Per questo lo scontro in corso tra Bruxelles, Berlino e le altre capitali non è un esercizio accademico, ma la definizione concreta del perimetro in cui si muoveranno costruttori, fornitori e lavoratori dell’automotive europeo nel prossimo decennio.

Due scenari si confrontano in modo sempre più netto:

  • da un lato chi punta su una transizione rapida e quasi esclusivamente elettrica, confidando nel calo dei costi delle batterie e in una diffusione accelerata delle infrastrutture;
  • dall’altro chi sostiene una neutralità tecnologica ampia, con il mantenimento sul mercato di ibridi plug-in, motori termici ad alta efficienza e carburanti sintetici, considerati strumenti necessari per proteggere l’occupazione e accompagnare le fasce di popolazione che non possono permettersi un’elettrica nuova, neppure con il bonus.

L’unica cosa certa, per ora, è che gli incentivi funzionano: quando il bonus è generoso e mirato, le elettriche decollano e spingono una domanda che altrimenti rimarrebbe in apnea.
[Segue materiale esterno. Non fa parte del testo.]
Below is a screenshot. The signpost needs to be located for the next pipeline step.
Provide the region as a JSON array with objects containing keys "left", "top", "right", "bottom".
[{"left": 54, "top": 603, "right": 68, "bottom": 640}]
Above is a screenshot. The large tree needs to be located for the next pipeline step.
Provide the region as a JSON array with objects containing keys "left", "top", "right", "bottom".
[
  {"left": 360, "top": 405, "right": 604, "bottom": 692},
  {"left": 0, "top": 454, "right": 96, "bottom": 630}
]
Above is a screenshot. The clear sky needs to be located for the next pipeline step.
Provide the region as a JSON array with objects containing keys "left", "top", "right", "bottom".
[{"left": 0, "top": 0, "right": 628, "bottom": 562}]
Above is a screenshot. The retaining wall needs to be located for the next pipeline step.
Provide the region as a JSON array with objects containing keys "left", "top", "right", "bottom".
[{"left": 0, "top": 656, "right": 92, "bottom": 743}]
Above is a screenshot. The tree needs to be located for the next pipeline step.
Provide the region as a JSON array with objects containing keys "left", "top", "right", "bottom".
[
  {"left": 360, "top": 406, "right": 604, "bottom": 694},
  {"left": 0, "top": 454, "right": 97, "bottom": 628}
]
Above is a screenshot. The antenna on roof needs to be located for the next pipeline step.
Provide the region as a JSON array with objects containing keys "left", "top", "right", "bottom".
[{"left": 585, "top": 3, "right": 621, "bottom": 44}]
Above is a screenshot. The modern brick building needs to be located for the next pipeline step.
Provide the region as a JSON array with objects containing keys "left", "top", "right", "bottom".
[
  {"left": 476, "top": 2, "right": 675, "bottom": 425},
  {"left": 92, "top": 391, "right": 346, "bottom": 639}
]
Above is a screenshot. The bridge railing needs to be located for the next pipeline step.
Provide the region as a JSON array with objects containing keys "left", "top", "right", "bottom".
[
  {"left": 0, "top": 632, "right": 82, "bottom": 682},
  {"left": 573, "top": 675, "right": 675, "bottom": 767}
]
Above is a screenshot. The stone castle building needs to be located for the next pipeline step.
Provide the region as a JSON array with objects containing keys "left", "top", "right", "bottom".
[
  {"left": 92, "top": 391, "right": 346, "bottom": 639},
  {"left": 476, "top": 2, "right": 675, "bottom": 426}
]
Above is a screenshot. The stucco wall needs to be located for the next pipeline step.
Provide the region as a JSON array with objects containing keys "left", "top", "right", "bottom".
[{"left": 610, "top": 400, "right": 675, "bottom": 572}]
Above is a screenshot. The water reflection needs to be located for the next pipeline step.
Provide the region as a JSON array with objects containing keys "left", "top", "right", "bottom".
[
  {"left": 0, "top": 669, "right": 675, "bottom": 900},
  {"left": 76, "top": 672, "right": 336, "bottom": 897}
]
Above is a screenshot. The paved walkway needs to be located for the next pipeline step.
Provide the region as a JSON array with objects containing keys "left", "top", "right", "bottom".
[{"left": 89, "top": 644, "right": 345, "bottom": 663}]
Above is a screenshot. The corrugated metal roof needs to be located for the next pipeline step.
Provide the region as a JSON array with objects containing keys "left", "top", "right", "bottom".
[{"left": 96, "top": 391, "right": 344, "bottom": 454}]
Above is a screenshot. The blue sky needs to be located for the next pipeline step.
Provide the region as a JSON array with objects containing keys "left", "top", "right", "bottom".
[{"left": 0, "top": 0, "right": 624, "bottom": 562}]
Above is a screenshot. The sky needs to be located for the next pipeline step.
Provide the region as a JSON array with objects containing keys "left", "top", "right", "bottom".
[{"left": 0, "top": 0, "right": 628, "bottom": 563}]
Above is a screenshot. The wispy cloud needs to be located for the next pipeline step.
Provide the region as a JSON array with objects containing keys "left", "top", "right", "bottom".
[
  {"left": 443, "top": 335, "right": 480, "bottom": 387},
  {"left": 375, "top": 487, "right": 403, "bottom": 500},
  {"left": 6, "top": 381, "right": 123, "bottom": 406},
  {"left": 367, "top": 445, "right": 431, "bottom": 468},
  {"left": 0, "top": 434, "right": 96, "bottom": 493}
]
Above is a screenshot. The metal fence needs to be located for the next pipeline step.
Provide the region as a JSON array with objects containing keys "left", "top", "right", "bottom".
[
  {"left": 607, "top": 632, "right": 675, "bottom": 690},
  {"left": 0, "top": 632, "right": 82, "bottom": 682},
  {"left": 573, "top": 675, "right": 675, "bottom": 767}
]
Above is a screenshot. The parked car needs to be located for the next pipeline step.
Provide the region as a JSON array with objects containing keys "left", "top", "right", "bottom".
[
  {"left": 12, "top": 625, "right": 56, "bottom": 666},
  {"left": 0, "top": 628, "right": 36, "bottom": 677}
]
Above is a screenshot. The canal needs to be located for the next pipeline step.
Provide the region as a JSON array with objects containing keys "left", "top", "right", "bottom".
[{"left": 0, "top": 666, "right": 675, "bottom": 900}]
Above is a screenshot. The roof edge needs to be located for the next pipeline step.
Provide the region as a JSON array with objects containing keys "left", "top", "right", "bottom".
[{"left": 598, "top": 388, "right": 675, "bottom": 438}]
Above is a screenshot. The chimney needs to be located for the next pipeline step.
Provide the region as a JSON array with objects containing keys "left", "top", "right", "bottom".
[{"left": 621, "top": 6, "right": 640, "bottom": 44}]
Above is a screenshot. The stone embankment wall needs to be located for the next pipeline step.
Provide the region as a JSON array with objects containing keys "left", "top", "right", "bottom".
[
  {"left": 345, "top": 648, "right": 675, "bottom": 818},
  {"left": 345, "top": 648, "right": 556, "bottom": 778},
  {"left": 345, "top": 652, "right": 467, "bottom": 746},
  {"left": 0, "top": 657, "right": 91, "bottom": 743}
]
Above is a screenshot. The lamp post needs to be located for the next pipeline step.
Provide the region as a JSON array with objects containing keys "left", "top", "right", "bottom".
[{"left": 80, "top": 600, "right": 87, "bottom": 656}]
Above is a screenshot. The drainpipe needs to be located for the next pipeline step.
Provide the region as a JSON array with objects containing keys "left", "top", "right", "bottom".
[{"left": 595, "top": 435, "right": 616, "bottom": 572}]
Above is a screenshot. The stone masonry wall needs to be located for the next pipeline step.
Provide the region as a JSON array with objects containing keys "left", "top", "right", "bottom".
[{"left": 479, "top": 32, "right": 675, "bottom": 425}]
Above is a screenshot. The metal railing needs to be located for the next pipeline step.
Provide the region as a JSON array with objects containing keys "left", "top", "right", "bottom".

Ma il conto di questa scelta – in termini di finanza pubblica, equilibrio industriale e dipendenza tecnologica dall’estero – arriverà molto presto sul tavolo dei governi.

Conclusione: tra boom elettrico e braccio di ferro europeo

L’Italia entra nell’inverno 2025 con un’immagine doppia: da una parte le concessionarie affollate di clienti che, grazie al bonus Isee, scelgono la loro prima auto elettrica; dall’altra i grafici del mercato che restano piatti, i costruttori europei che chiedono regole meno rigide e i governi che si confrontano su come non perdere la partita globale dell’auto.

La mossa di Merz per salvare le ibride oltre il 2035, il pacchetto automotive di Bruxelles e le strategie dei grandi gruppi – da Stellantis ai colossi tedeschi – diranno se il boom di novembre è l’inizio di una traiettoria stabile o solo un colpo di fiato alimentato dagli incentivi.

Nel frattempo, una cosa è già chiara: l’elettrico non è più una nicchia, ma il terreno principale su cui si decide il futuro dell’industria automobilistica europea, del lavoro e – non da ultimo – del portafoglio degli automobilisti.